All of Pharaoh’s horses and chariots, his chariot-drivers and army caught up with the Israelites as they were camping by the sea. The Israelites saw Pharaoh and the Egyptian army closing in on them…they were trapped and feared for their lives, so they cried out to the Eternal.
The Israelites were also second guessing Moses and changing their minds, thinking they were somehow better off with the horrors of slavery, than facing the fight in front of them. What they had known for 400 years seemed preferable to impending death and uncertainty. The chains of mistrust and fear were keeping them from moving forward:
Israelites: Were there not enough graves in Egypt? Is that why you brought us out here to die in the desert? Why have you made us leave Egypt? It would have been better for us to live as slaves to the Egyptians than to die out here in the desert.
Moses: Don’t be afraid! Stand your ground and witness how the Eternal will rescue you today. Take a good look at the Egyptians, for after today you will never see them again. The Eternal will fight on your behalf while you watch in silence.
Eternal One (to Moses): Why do you call for Me? Instruct the Israelites to break camp and keep moving. Raise your staff and reach out over the sea to divide it. The Israelites will be able to walk straight through the sea on dry ground. I am going to harden the stubborn hearts of the Egyptians, and in their arrogance they will continue to chase the Israelites. My honor will be on display when I defeat Pharaoh, his army, his chariots, and his chariot-drivers. The Egyptians will know that I am the Eternal when I display my glory through Pharaoh, his chariots, and his chariot-drivers.

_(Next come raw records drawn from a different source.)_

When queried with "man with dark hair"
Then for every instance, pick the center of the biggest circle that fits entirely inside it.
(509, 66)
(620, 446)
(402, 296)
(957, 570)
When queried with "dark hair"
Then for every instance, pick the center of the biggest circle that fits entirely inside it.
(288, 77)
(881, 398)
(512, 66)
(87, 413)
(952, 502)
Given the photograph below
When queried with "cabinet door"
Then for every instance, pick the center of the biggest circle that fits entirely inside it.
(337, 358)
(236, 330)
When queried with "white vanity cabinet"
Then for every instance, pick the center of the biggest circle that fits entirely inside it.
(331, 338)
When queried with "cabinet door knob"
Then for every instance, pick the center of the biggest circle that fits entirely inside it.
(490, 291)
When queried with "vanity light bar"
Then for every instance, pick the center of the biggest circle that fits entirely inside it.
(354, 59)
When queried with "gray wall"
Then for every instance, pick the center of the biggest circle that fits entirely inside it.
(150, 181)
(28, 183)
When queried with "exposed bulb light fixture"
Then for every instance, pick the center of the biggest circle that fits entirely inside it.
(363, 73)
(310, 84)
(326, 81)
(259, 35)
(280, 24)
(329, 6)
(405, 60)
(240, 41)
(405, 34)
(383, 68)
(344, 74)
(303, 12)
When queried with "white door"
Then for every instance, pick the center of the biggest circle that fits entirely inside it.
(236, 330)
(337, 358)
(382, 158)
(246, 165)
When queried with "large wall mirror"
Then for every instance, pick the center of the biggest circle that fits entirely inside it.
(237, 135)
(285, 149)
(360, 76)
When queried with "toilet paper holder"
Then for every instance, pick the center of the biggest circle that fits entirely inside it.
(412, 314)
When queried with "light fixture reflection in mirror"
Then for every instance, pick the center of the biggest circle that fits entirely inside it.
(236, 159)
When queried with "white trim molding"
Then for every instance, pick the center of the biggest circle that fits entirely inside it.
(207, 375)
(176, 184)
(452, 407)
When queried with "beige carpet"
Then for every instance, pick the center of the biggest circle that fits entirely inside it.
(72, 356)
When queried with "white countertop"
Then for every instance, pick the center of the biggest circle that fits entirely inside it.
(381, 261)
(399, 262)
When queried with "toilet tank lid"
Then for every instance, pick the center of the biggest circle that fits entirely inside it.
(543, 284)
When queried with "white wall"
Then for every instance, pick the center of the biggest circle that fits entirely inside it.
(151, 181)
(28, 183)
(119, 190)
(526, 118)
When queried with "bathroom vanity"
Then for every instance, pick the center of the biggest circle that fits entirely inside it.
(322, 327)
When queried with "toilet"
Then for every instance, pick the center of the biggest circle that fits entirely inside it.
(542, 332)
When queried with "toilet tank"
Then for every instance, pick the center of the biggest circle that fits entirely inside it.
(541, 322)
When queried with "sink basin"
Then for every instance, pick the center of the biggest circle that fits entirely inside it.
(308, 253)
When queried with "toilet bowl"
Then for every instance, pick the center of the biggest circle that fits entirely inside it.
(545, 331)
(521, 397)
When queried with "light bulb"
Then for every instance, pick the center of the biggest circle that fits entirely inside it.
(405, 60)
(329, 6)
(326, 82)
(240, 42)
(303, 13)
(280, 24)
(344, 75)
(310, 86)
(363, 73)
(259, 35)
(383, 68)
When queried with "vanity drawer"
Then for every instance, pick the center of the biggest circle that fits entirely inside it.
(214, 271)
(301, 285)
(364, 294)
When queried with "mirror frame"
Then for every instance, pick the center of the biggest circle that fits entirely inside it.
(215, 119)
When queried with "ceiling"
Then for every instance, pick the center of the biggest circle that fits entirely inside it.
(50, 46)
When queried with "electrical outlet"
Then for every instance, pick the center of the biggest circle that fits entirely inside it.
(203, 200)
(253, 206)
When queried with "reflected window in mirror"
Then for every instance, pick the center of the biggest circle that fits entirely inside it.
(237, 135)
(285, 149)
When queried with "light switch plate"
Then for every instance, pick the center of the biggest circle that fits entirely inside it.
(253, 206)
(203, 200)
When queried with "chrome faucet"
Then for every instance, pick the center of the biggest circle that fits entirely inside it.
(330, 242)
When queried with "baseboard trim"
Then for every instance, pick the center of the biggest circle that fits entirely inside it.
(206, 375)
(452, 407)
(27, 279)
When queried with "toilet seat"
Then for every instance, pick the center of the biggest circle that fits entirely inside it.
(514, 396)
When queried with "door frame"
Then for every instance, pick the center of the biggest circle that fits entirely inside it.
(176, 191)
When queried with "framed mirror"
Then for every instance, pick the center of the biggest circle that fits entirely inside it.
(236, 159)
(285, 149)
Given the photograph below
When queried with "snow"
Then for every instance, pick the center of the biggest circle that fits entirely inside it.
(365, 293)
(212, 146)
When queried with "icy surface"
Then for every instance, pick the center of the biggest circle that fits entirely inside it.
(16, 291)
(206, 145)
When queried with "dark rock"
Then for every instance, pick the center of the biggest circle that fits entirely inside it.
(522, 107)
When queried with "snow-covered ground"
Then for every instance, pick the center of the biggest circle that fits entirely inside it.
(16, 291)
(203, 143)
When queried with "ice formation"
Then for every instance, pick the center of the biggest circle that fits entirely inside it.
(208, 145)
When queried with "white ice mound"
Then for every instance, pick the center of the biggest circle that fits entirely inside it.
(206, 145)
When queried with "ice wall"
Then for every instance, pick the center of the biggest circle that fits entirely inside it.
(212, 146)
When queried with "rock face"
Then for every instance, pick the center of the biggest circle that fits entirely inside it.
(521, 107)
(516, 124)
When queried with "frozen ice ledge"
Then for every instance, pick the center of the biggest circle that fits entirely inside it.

Exodus 14 (The Voice Translation) The Voice attempts to translate the poetry, humor, and beauty of the Bible’s passages in a screenplay format using “Eternal One” for YHWH. The Sunday Lectionary for Sept. 13, 2020 includes Exodus14:19-31.
Soul Search. Sometimes in the face of chaos in our culture it is easier to isolate and insulate and go about our day not “seeing” those who are enslaved to poverty and racism. Brenda Salter McNeil in her new book, Becoming Brave: Finding the Courage to Pursue Racial Justice Now says there is a need to examine privilege, power, and position and the injustice that results from being unwilling to acknowledge or fight for needed change. She urges us all to listen to new prophetic voices of protestors, teachers, artists, journalists, and people of color that move us to break free from privileged mentality and fight against prejudice and injustice. There is an urgent call to use our access, influence, and networks to combat the lies and power of those who inhibit the flourishing of all God’s people.
In Prophetic Imagination, Walter Brueggemann says that Jesus’ kingdom message offered both mercy and criticism simultaneously. His ministry to the poor radically challenged the status quo of economic inequality, and directly criticized those who profited from others’ poverty. His ministry to the oppressed also points out the injustice of the oppressors, who are threatened by his message of redemption. I’m praying for my imagination to be spirit-energized, not content just to criticize the status quo, but keep moving with hopeful possibility and creative ways to love and serve.
Let us Pray. O Eternal One, I am afraid, unwilling to move, not believing what’s ahead is better than what was behind. Please fight for us all, send us leaders who hear your voice, fight for those who cannot win anything on their own. Help me to sit in silence and listen, to hear the cries of those who call for freedom, to have the courage to keep moving forward through the waters you part in front of me. I see you there both behind and in front of me. Show us your glory. Amen.